Energy Workforce & Technology Council President Molly Determan called the proposed five-year plan “a turning point for America’s energy future.”

“This plan signals to the world that the United States intends not only to lead, but to compete and invest for the long haul,” she explained. “A clear offshore leasing schedule strengthens our supply chains, anchors long-term planning and ensures our workforce has the stability they deserve. This is how you build real energy security.”

Likely Opposition

The proposal offers for consideration leases in every Alaska-adjacent OCS planning area between 2026 and 2031, annual leases in the Western Gulf of Mexico from 2027 to 2031, and lease sales on the western edge of the Eastern Gulf of Mexico in 2029 and 2030, according to S&P Global. The firm points out that these sales would be conducted alongside the 30 required by the “One Big Beautiful Bill Act,” which are scheduled to begin in December and continue for 15 years.

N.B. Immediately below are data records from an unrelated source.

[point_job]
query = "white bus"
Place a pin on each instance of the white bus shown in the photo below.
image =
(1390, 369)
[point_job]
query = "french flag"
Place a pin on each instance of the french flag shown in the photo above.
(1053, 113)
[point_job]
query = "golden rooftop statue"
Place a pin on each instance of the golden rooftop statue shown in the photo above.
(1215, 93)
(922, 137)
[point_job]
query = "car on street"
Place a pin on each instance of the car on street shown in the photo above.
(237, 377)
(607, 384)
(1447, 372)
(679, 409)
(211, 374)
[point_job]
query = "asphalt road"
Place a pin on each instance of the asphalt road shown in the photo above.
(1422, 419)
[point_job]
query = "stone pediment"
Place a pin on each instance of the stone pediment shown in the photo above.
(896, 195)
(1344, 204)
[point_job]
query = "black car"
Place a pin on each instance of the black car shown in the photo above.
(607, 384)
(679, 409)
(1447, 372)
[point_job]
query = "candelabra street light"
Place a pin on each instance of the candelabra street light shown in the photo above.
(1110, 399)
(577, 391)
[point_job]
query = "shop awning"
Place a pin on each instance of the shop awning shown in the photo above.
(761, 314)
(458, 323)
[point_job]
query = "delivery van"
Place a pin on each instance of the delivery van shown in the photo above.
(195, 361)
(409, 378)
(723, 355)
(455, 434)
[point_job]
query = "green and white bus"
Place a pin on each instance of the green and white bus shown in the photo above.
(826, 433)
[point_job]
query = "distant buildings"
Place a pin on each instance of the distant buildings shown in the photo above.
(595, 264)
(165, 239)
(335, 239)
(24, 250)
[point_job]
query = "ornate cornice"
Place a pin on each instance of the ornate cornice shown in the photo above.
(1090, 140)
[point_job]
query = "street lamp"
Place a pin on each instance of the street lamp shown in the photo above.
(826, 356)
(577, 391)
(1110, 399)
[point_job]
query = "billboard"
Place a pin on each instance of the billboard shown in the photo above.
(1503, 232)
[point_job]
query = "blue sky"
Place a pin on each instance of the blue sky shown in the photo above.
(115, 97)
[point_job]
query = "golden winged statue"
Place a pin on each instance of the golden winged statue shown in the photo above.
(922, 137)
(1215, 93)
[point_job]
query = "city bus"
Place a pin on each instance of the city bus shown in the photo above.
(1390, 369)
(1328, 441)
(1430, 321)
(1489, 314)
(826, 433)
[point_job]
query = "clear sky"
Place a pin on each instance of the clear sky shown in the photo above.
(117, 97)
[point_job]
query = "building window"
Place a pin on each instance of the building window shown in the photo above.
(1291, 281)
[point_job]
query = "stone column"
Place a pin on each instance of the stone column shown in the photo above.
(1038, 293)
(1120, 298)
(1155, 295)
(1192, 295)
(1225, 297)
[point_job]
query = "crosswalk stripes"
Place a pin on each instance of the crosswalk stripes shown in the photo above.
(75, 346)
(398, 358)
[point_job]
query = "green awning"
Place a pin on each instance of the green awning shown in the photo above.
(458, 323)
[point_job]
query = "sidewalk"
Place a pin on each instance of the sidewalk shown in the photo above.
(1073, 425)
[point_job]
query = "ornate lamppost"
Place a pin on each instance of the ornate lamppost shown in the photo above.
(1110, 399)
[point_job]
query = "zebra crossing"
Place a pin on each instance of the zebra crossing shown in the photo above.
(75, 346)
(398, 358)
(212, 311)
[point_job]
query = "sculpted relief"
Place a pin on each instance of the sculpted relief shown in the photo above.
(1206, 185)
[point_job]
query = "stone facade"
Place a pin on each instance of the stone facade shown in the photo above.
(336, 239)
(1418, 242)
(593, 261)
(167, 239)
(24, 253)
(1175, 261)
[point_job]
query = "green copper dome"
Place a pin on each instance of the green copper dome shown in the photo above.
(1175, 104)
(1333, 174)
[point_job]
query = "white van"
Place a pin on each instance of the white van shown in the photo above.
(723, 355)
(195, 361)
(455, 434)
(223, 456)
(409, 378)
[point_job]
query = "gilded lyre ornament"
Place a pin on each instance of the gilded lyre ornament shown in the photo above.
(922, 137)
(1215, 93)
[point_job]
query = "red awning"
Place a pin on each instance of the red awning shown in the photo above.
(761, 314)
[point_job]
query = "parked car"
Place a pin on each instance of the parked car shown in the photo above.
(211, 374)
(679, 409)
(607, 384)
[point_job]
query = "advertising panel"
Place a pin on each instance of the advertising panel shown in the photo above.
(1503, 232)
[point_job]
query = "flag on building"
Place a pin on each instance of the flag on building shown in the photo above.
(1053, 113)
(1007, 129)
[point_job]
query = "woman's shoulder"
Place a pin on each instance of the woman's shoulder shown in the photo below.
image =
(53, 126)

While the proposal includes Pacific lease sales, S&P questions whether they will occur. “Pacific waters have not been included in an OCS program proposal since the 1987-1992 plan,” it writes. “None of those sales were ever held. Consistent local resistance and pressure from lawmakers in Washington have stymied attempts to lease those areas for oil and gas production.”

For more details on the proposal, including maps showing the areas under consideration in Alaska and the Gulf of Mexico, see National OCS Oil and Gas Leasing Program. The comment period ends on Jan. 23.